Content
# UI Vision Analyzer MCP Server
[](https://badge.fury.io/js/auu-uivision-mcp)
[](https://opensource.org/licenses/MIT)
[](https://nodejs.org/)
A Model Context Protocol (MCP) server that analyzes software user interface screenshots using Google's Gemini AI vision capabilities.
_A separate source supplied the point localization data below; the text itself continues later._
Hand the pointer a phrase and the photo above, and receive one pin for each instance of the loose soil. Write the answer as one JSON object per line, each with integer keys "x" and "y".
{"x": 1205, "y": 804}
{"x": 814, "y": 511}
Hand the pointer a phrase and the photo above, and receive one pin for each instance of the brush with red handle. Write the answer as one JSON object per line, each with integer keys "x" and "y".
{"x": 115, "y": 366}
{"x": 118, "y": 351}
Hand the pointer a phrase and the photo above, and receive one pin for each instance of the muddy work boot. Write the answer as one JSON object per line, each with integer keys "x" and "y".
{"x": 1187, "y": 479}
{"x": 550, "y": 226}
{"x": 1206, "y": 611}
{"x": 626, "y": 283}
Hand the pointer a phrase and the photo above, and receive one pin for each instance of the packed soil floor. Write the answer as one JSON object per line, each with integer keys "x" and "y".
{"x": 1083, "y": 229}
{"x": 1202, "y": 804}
This server provides detailed descriptions of UI elements, layout structure, functionality, and accessibility information.
## Features
- **UI Analysis**: Comprehensive analysis of software interfaces including buttons, forms, navigation, and layout
- **Multiple Input Sources**: Support for local files, base64 data, and image URLs
- **Flexible Prompts**: Use default UI analysis prompts or provide custom analysis instructions
- **Multiple Models**: Support for various Gemini models (2.0 Flash, 1.5 Pro, 1.5 Flash, etc.)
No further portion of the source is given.